Dallas (AP)—a Worship Pastor from a nondenominational megachurch in the Dallas-Fort Worth metroplex has resigned under pressure to explain his controversial decision to use real drums in worship service instead of the popular electronic v-drums. Rev. Jerrod Crunchfauser delivered a resignation letter to the senior pastor of OCICTYC (Our Church Is Cooler Than Your Church) Wednesday morning.
The decision came after a firestorm erupted following Sunday morning’s service. Many churchgoers were heard hissing disgustedly about the authentic sound of actual drums in church.
“It’s disgraceful,” said one person who asked to remain anonymous. “I thought all of the non-denoms had gotten the memo that only fake drums were to be used in service.”
Another churchgoer displayed more anger: “Who does he think he is? Did he think he could just change the way people do things?”
Rev. Crunchfauser didn’t offer an explanation; only a bewildered look on his face as he slunk shamefully out of cleaned-out office. A gauntlet of staff members lined either side of the hall as the disgraced worship pastor slowly made his way through them. A military march was performed on the v-drums as he faced the senior pastor, who sternly eyed Crunchfauser as he performed the defrocking ceremony. The senior pastor then reached up toward the Worship Pastor’s lapel and removed his honorary David Crowder backstage passes and tore them in two, scattering the pieces on the floor. He then stepped on the Crunchfauser’s Toms shoes, leaving dirt from the horribly raped environment on the sensitive cloth shoes. “You have made us the laughingstock of other churches,” intoned the senior pastor. “Only if we returned to singing non-existentialist hymns could we be more embarrassed than we are now. Take the devil’s authentic instrument out of this house of praise.

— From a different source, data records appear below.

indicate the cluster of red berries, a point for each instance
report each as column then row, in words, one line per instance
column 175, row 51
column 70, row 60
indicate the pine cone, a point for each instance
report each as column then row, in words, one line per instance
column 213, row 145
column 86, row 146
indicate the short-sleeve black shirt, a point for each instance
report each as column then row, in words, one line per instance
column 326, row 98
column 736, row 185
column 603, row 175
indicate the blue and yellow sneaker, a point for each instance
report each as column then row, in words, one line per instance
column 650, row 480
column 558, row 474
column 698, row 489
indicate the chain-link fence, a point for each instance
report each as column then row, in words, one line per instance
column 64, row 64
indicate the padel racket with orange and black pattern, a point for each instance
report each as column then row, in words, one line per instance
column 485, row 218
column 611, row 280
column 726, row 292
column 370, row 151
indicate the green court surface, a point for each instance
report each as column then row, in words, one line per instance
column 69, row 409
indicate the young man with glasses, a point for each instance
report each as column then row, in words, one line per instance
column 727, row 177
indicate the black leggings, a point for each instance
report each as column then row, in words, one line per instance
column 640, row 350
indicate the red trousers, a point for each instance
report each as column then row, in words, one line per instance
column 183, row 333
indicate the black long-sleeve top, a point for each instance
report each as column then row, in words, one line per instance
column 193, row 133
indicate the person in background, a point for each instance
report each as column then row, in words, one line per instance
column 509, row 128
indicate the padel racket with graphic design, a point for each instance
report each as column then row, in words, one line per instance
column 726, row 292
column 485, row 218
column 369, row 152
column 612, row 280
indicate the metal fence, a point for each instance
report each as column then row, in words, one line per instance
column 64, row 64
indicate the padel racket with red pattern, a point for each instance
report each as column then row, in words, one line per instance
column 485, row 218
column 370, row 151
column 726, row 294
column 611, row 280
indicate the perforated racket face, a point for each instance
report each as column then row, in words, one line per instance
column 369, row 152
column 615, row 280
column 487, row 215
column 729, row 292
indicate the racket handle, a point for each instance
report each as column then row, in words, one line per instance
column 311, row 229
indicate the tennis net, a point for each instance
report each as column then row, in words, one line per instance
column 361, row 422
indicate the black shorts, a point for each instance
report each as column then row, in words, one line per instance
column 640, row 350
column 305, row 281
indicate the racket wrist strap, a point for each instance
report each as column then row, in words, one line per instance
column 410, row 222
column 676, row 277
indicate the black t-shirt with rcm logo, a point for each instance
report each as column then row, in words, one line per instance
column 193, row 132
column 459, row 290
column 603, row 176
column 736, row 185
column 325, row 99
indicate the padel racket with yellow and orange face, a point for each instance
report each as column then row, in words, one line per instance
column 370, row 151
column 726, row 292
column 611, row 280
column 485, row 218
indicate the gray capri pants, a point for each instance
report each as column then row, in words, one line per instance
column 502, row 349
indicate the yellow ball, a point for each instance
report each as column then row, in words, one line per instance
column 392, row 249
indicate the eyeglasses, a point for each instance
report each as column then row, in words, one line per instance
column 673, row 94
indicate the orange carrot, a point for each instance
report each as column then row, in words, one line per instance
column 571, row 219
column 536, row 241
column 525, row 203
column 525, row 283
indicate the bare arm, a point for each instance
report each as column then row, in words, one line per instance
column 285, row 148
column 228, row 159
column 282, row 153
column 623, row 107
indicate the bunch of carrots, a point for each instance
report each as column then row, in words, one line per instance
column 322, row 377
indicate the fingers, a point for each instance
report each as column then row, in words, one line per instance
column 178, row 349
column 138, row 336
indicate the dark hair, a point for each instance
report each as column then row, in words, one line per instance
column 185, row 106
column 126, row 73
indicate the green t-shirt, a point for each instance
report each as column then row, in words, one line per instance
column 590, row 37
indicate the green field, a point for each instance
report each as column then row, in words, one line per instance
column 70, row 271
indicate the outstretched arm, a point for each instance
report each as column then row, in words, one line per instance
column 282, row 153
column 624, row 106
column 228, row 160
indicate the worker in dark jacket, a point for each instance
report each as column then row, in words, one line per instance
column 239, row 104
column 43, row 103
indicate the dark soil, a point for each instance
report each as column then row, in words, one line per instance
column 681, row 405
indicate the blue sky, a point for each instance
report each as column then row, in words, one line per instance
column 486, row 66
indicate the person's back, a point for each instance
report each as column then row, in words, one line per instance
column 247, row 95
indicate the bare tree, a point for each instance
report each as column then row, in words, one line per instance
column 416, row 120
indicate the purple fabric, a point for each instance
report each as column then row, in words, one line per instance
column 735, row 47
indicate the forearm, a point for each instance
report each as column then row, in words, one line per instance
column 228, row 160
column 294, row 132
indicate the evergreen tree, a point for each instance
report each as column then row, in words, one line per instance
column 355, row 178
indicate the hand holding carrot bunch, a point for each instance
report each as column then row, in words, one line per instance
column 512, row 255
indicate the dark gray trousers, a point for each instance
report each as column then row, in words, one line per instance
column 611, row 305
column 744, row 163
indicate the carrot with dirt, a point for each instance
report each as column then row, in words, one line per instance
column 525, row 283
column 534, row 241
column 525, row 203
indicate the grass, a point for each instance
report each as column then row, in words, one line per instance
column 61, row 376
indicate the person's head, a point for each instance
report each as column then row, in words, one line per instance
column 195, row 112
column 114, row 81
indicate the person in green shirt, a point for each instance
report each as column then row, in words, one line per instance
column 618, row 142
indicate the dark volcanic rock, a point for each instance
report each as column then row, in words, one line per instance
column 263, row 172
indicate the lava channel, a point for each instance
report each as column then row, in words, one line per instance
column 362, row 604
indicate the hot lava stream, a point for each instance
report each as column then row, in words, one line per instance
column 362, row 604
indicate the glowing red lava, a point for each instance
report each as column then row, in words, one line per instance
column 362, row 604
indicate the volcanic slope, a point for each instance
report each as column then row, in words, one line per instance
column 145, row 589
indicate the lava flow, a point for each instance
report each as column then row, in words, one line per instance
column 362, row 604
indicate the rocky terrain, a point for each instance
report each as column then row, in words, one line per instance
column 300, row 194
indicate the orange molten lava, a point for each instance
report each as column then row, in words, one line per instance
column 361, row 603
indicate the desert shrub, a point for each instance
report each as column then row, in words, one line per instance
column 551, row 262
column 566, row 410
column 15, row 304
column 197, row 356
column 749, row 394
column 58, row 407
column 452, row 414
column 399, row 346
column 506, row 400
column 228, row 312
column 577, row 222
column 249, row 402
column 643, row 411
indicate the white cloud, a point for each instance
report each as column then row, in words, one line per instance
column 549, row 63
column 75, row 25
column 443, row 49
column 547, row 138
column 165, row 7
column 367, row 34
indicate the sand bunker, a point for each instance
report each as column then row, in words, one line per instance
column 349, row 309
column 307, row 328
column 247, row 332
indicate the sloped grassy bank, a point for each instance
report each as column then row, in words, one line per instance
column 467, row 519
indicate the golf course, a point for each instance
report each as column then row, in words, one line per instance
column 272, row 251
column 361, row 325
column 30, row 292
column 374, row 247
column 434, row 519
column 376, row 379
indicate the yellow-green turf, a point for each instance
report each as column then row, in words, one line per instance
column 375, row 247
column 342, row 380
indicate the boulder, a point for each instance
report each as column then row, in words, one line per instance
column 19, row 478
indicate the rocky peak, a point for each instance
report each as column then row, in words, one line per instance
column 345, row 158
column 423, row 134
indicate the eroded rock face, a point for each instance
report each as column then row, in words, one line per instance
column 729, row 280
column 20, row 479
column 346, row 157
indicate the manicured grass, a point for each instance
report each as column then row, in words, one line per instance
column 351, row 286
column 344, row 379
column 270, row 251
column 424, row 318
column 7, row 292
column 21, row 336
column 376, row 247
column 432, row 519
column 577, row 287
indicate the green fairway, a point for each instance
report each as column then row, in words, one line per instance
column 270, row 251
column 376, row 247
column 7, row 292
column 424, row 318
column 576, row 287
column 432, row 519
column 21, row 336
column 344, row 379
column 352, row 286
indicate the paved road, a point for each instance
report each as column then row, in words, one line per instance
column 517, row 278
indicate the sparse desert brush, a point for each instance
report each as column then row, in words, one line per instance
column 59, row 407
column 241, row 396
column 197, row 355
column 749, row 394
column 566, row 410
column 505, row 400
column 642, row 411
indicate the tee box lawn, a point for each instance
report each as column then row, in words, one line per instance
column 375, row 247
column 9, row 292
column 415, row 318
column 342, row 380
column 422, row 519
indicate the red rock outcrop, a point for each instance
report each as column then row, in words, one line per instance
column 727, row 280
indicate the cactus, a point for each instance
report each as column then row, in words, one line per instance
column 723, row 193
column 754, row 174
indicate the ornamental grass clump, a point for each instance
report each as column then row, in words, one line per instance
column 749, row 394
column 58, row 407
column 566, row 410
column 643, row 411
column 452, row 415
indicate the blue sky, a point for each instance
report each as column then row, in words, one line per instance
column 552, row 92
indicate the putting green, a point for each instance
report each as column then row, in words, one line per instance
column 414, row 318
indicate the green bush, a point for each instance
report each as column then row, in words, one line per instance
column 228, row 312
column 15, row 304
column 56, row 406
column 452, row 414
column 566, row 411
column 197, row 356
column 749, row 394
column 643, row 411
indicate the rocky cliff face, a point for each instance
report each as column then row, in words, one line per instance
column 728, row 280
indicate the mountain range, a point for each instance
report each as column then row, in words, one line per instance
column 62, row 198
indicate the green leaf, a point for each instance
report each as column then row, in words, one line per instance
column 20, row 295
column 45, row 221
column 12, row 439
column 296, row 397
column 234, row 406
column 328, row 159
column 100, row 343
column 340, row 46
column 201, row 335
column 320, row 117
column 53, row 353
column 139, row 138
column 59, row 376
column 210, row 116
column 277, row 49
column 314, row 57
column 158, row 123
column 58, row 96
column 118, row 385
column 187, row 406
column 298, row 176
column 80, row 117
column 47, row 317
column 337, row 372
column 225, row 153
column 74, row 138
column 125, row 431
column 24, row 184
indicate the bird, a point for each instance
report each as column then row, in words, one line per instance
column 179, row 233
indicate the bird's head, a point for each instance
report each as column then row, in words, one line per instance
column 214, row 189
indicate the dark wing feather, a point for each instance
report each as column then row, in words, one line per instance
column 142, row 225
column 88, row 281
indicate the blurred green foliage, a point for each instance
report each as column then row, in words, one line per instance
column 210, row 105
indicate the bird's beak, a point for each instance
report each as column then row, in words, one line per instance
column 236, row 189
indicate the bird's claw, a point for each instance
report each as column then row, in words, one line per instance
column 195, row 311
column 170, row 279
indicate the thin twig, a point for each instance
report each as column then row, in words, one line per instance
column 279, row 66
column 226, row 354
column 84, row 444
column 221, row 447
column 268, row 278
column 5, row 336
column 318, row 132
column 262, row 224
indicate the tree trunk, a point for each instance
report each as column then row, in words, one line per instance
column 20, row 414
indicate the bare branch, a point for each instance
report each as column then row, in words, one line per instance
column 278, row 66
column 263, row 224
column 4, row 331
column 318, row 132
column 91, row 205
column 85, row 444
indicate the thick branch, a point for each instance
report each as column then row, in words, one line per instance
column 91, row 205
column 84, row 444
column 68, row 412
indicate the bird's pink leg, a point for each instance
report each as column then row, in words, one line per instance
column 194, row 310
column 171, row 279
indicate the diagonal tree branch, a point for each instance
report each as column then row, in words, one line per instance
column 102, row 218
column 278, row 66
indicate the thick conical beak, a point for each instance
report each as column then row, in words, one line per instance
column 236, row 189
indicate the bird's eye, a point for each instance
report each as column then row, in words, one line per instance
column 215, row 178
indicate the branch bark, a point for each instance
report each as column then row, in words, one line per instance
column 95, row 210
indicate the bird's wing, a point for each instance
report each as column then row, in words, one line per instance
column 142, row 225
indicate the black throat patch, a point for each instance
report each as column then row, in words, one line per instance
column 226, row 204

And may God have mercy on your soul.”
It was not immediately known how many years it had been since a Protestant megachurch used actual drums in a service; many experts suggested it may have been as far back as the days when people sang out of carefully edited hymnbooks, instead of illiterate power point presentations slapped together at the last minute. For his part, Crunchfauser seemed genuinely repentant of his crime. Shaking his head, he mumbled something about working harder to be a good conformist in the future as he climbed into his Chevrolet Volt.
The church is having a drum-burning session Saturday night, and the entire congregation is expected to turn out to support the destruction of the drum kit. Many churchgoers voiced anticipation that Saturday was too far away.
“That authentic sound was scary…like the devil himself was playing,” said one woman. The official church statement in the bulletin read: “The offensive instrument has been removed. That sort of sound is not safe for the whole family, and we will immediately return to the soft, soothing saccharine sounds of fakery.”
Less clear is the impact on the church’s impressionable youth group. Some adults claimed that they had caught some of their children scouring YouTube for actual bands that used drums in years gone past. A great deal of collective nervousness pervades the churchgoers with respect to how soon the children can forget the terrifying sound of real drums once and for all.
“We will continue to use v-drums and sing Chris Tomlin tunes,” said the senior pastor, who also asked to remain anonymous, “until we get the next memo from the Millennial Generation Cross Cultural Ministry representative, once they graduate from seminary.”